In short, halo effect is the way the mind used the first impression to subsequently affect the judgement.

Say you are trying to evaluate someone, maybe interview a candidate for a job. If he arrives in a full suit (as is the normal dress code), nicely tailored, matching tie, spit-shined shoes, great crease on the pants, not a hair out of place, clean-shaven, even proper cuff links, you'd be impressed.

However, if the same candidate showed up in a rumpled blazer, slightly stained pants, dirty shoes, shirt that doesn't look like it's been ironed for a week, and 5 o'clock shadow before noon, then you're probably not going to like him as much as the guy who was dressed to the nines.

Even if it's the SAME PERSON, thus, the same abilities, qualities, personalities, etc.

That's why in jury trials, the defendant is NOT to appear in court wearing jail jumpsuits, or in chains or handcuffs, and is often in a suit to look as "clean" as possible, as not to prejudice the jury.

There are a lot of subtle signals one can project to create an image that would make a good first impression without being obvious about it.
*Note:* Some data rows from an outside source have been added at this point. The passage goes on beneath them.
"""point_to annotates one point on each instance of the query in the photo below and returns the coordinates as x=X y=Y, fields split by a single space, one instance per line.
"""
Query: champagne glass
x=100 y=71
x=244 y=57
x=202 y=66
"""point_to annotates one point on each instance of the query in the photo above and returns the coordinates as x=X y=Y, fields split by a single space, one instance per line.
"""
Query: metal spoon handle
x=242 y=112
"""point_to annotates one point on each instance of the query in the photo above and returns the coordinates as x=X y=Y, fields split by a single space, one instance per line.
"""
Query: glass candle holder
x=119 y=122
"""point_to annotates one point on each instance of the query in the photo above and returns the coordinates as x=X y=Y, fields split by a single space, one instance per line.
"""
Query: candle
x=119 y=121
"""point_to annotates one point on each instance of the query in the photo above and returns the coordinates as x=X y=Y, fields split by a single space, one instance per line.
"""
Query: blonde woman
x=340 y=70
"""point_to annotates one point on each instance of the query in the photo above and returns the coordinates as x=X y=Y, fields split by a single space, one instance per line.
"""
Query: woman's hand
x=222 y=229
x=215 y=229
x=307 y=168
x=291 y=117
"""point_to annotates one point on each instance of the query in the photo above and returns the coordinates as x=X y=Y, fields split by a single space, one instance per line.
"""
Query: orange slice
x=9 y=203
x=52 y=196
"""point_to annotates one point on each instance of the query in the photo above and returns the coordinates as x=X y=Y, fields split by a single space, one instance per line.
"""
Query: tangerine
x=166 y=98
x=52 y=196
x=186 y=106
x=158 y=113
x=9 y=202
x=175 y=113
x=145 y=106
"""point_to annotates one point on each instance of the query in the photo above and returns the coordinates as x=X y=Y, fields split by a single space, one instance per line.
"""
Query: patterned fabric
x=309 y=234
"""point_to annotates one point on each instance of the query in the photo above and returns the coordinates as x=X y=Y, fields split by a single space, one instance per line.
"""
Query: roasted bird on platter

And scammers know most of them.

There are two things that inspire trust: beauty, and age.

Not extreme beauty though. Extreme beauty, like "model-good-looks" inspire doubt: is s/he for real? But general attractiveness and friendly demeanor is very helpful to inspire trust. Call it... "attractiveness" if you will.

Another thing that inspire trust is age, or at least the appearance of age. Some scammers are known to intentional dye their hair silver to appear older. Others are known to play the "old man/woman" angle. Wearing glasses would also help, as would a naive / bumpkin type appearance.

Once the scammer have given you a good impression, and thus, gained halo effect over you, s/he can then use other techniques to inspire trust, such as prompt payment, and explanation that matches the scheme to something already familiar to you so you are NOT tempted to verify what they claimed.

It is no wonder most spokespersons are relatively attractive people and ads are done with good looking people. You'll never find any one ugly there. Magazines are known to manipulate photos to erase blemishes and such for their cover photos. Though in modern times more and more unconventional looks are going maintstream.

The reverse halo effect, also known as the "devil effect", is where negative appearance, like visible tattoos, scars, asymmetrical features, and so on are immediately viewed as bad, untrustworthy, and so on.